The prayer hall extends to the projected iwans found between the paired columns, creating a gradual enlargement of the interior. The marble mihrab is located in the southeastern iwan projection. The stepped character of the interior space is visible on the qibla exterior elevation, while two rectangular rooms fill the corners of the prayer hall on the entrance elevation. Topped by mirror vaults and used as guest rooms, these rooms are directly accessed from the prayer hall. On the opposite side, the stairs embedded on the two sides of the qibla wall lead to the upper speech platforms. The upper galleries are found along the three walls of the prayer hall, leaving the qibla wall blank.
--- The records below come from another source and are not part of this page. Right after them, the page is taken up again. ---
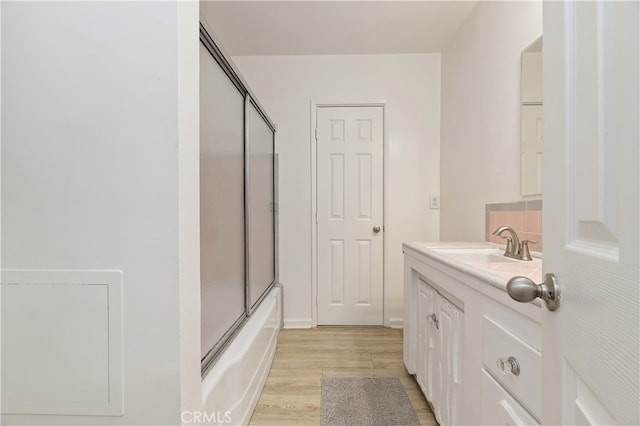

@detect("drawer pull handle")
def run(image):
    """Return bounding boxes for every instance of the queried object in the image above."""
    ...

[496,356,520,376]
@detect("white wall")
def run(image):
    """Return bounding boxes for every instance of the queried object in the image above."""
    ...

[440,1,542,241]
[2,2,200,425]
[234,54,440,327]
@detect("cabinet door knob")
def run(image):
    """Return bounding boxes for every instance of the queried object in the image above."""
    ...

[496,356,520,376]
[507,274,560,311]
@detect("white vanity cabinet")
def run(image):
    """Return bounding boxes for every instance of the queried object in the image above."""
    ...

[416,280,463,424]
[403,243,541,426]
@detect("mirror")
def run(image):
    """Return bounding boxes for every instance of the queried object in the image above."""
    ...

[520,36,543,195]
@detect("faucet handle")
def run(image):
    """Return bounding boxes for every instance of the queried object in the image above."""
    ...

[520,240,537,260]
[500,235,513,256]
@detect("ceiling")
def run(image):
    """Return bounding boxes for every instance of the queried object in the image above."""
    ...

[200,0,476,56]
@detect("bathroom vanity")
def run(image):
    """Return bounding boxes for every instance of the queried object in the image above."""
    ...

[403,243,542,425]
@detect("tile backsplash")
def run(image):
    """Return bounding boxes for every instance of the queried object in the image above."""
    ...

[485,200,542,252]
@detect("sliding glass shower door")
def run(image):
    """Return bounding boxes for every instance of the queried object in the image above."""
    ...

[200,25,277,375]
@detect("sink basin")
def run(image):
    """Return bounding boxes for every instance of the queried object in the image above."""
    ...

[432,247,520,263]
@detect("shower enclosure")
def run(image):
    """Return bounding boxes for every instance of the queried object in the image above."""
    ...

[200,24,277,376]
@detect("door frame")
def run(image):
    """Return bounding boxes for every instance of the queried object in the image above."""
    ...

[309,99,394,327]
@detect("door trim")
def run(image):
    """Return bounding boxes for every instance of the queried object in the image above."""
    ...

[309,99,396,327]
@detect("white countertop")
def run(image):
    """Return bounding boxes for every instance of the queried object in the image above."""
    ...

[402,242,542,290]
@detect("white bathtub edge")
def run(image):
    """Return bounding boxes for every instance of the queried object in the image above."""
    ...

[202,287,282,425]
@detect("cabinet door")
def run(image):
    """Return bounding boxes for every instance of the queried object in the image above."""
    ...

[425,287,442,420]
[437,296,462,425]
[416,283,433,395]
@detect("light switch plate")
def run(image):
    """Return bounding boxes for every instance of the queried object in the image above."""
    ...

[429,195,440,210]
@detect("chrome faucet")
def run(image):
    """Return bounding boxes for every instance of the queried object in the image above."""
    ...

[493,226,536,260]
[493,226,531,260]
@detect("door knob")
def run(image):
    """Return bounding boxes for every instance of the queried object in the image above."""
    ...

[507,274,560,311]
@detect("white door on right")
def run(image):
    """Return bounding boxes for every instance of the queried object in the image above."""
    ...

[316,106,384,325]
[542,1,640,425]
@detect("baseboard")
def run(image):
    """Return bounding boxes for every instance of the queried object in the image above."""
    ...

[386,318,404,328]
[284,318,316,328]
[202,287,282,425]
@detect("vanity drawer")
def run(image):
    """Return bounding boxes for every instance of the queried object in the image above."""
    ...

[480,368,538,426]
[482,316,542,419]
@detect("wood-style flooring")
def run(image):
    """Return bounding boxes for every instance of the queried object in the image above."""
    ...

[250,327,437,426]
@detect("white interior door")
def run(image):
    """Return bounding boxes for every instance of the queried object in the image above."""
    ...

[316,107,384,325]
[542,1,640,425]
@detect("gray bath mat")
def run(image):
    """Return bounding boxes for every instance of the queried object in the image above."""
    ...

[322,377,420,426]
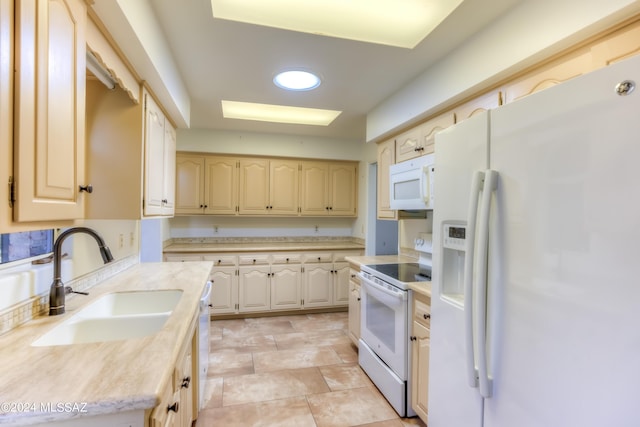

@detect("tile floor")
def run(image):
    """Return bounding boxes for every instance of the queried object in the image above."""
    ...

[196,312,425,427]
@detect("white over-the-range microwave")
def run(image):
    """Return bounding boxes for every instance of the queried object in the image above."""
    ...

[389,154,436,210]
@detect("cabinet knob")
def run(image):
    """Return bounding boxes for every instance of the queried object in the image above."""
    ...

[79,184,93,194]
[182,377,191,388]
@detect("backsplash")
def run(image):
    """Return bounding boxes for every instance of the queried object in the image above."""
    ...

[0,255,138,335]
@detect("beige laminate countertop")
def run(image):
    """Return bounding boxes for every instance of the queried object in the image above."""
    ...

[163,240,364,253]
[0,262,213,425]
[345,255,431,298]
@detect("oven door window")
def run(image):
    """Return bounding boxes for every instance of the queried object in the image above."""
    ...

[361,281,408,380]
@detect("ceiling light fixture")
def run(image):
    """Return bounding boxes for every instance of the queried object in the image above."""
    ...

[273,70,321,91]
[221,100,342,126]
[211,0,463,49]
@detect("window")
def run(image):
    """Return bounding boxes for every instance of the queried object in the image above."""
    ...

[0,230,53,264]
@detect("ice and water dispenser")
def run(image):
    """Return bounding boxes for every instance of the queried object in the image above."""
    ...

[441,221,467,308]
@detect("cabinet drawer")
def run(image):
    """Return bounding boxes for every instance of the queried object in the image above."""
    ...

[303,252,333,264]
[271,254,302,264]
[238,254,269,265]
[204,254,238,267]
[164,254,202,262]
[413,300,431,328]
[333,252,362,261]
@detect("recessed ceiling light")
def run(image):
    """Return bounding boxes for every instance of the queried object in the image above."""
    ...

[273,70,321,90]
[211,0,463,48]
[222,100,342,126]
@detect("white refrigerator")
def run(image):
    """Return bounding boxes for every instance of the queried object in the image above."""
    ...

[428,55,640,427]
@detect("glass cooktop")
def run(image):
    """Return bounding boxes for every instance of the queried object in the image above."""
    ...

[367,262,431,283]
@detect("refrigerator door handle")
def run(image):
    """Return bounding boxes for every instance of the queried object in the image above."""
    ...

[473,170,498,398]
[463,171,484,388]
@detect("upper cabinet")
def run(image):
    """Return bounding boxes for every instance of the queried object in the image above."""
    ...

[12,0,88,222]
[395,112,455,163]
[376,139,398,220]
[238,159,300,215]
[300,161,358,216]
[175,152,358,217]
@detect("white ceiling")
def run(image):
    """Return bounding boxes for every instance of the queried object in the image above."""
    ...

[150,0,521,141]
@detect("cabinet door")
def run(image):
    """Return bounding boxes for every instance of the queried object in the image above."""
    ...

[238,159,269,214]
[304,264,333,308]
[176,343,195,426]
[329,163,358,216]
[144,93,176,215]
[210,267,238,314]
[238,265,271,312]
[204,156,238,215]
[377,139,398,220]
[268,160,300,215]
[333,262,351,305]
[300,162,329,216]
[396,127,422,163]
[418,113,456,155]
[271,264,302,310]
[13,0,87,221]
[162,119,177,216]
[411,322,430,422]
[176,154,204,214]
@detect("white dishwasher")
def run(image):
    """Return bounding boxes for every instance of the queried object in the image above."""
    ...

[198,281,212,411]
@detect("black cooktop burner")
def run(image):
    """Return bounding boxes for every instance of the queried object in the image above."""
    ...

[367,262,431,282]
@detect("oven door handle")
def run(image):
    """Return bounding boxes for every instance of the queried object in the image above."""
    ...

[362,278,407,307]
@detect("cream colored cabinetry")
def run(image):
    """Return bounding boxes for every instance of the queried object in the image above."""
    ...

[164,251,362,315]
[271,254,302,310]
[238,159,299,215]
[144,93,176,216]
[175,153,205,215]
[349,265,361,346]
[204,156,239,215]
[395,113,455,163]
[454,91,502,123]
[303,253,334,308]
[11,0,87,222]
[202,254,238,314]
[376,139,398,220]
[300,161,358,216]
[149,319,198,427]
[395,127,422,163]
[410,292,431,422]
[303,252,360,308]
[238,254,271,313]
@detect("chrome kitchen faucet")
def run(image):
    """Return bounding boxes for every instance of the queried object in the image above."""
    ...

[49,227,113,316]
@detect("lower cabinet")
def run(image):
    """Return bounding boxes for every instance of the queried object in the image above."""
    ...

[149,319,198,427]
[411,292,431,423]
[164,251,362,315]
[349,268,361,346]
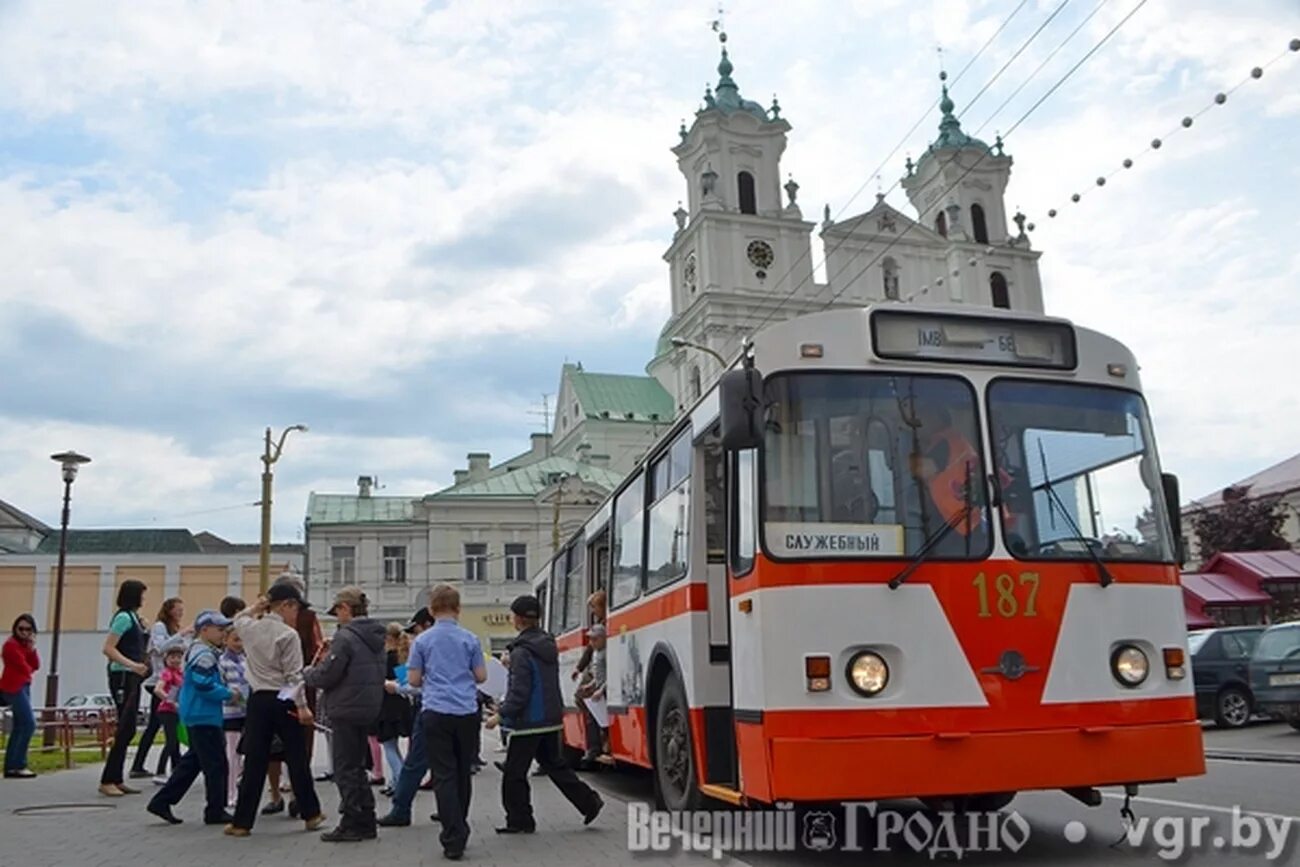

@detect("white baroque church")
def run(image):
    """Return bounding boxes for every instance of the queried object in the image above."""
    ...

[646,34,1043,411]
[306,35,1043,631]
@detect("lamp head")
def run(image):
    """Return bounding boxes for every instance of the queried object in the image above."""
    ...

[49,451,90,484]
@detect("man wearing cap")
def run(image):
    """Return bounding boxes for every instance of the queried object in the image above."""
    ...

[146,611,233,825]
[407,584,488,861]
[497,595,605,835]
[226,582,325,837]
[380,607,433,828]
[303,586,387,842]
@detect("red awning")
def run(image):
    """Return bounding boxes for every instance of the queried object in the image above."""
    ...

[1183,589,1218,629]
[1182,572,1273,606]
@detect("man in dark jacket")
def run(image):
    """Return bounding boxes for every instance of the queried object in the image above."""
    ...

[303,588,386,842]
[497,595,605,835]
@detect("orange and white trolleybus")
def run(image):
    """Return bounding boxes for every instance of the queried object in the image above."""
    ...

[534,304,1205,810]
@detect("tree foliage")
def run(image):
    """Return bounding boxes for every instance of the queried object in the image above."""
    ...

[1192,487,1291,560]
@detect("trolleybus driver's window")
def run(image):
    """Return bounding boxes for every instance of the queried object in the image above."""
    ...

[763,373,989,559]
[988,380,1174,562]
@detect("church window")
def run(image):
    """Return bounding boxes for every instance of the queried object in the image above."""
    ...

[971,204,988,244]
[988,270,1011,311]
[736,172,758,213]
[880,256,898,302]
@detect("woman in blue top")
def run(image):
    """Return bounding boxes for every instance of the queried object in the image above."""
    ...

[99,578,150,798]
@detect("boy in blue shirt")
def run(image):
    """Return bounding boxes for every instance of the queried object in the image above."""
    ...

[146,611,234,825]
[407,584,488,861]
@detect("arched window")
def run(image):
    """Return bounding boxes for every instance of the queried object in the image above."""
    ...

[971,204,988,244]
[880,256,898,302]
[988,270,1011,311]
[736,172,758,213]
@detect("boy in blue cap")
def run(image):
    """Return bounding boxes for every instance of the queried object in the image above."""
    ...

[146,611,233,825]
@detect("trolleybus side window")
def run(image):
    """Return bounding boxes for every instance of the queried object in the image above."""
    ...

[610,472,646,608]
[988,380,1174,563]
[646,429,692,591]
[564,536,586,632]
[763,373,991,559]
[731,448,758,577]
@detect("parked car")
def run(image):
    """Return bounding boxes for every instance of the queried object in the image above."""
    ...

[1251,623,1300,731]
[1187,627,1265,728]
[64,693,114,723]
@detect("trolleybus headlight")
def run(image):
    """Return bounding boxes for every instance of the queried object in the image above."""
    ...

[1110,645,1151,686]
[849,650,889,695]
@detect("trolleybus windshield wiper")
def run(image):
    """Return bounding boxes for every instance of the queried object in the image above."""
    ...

[1039,439,1115,588]
[889,464,974,590]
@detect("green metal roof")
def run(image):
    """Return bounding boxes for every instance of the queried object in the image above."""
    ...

[307,493,415,525]
[564,364,676,422]
[425,458,623,500]
[35,530,203,554]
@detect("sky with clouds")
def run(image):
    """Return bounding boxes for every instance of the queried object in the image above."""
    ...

[0,0,1300,541]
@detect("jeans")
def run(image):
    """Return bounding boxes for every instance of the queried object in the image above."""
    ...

[501,732,601,829]
[99,671,142,785]
[131,689,163,775]
[4,684,36,772]
[380,738,402,785]
[234,690,321,831]
[159,711,181,776]
[420,711,478,853]
[332,720,374,832]
[389,720,429,819]
[150,725,226,822]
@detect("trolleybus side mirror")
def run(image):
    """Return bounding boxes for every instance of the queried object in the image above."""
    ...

[1160,473,1187,565]
[718,368,763,451]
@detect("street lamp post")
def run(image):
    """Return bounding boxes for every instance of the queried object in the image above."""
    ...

[670,337,731,370]
[257,425,307,594]
[44,451,90,746]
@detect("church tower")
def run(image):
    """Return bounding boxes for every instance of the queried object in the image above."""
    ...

[646,32,819,408]
[902,73,1043,313]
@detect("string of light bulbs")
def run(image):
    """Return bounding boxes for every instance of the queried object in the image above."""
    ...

[1047,39,1300,226]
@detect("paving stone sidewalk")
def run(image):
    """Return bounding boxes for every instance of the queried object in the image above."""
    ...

[0,750,740,867]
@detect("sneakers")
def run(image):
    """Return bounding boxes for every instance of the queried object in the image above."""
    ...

[144,801,181,825]
[582,792,605,825]
[321,825,378,842]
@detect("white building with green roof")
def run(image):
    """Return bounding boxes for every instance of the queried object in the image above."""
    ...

[306,434,621,650]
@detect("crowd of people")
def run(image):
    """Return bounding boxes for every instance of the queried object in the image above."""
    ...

[0,576,608,859]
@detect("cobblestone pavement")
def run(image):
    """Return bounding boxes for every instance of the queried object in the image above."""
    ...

[0,750,741,867]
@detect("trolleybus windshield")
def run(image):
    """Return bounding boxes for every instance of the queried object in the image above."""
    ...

[763,373,989,559]
[988,380,1174,563]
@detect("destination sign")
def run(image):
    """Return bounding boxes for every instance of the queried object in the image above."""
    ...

[872,311,1075,369]
[764,521,904,558]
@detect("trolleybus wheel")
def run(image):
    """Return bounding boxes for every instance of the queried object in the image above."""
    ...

[920,792,1015,812]
[654,675,703,810]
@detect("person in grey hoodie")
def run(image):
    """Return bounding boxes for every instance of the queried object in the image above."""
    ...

[303,586,386,842]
The prayer hall is lit by two rows of casement windows, which are topped by a third row of arched windows. Each of the smaller half-domes has three, the larger half-domes have five, and the main dome is piercd by twenty-five windows, increasing the amount of light in the prayer hall. A door in the western corner of the prayer hall leads to the single-balcony minaret.
The mosque is made of cut stone, and the portico is a composite stone and brick structure. The Nisanci Mehmet Pasa is mostly unadorned, excepting the modest painted ornamentation within the prayer hall.
The tomb is an octagonal structure surmounted by a dome. It is entered though the portal on the northeast, where a three-bay portico is attached to the elevation. The portico is surmounted by an eave and is carried over four columns. Under the portico, the sides of the entrance are ornamented with mihrab niches. All sides of the tomb, except that facing west, which is embedded in the arcade of the northeastern entrance of the fountain courtyard, feature a casement window with an arched window above it.
According to records, the complex was damaged in the 1766 earthquake. The inscriptions near the portal niche describe a restoration in the period of Mustafa III (1757-1774). A later restoration of the madrasa was undertaken in 1835, in the time of Mahmud II (1808-1839). The most recent restoration dates to 1958, and was undertaken by the General Directorate of Religious Endowments.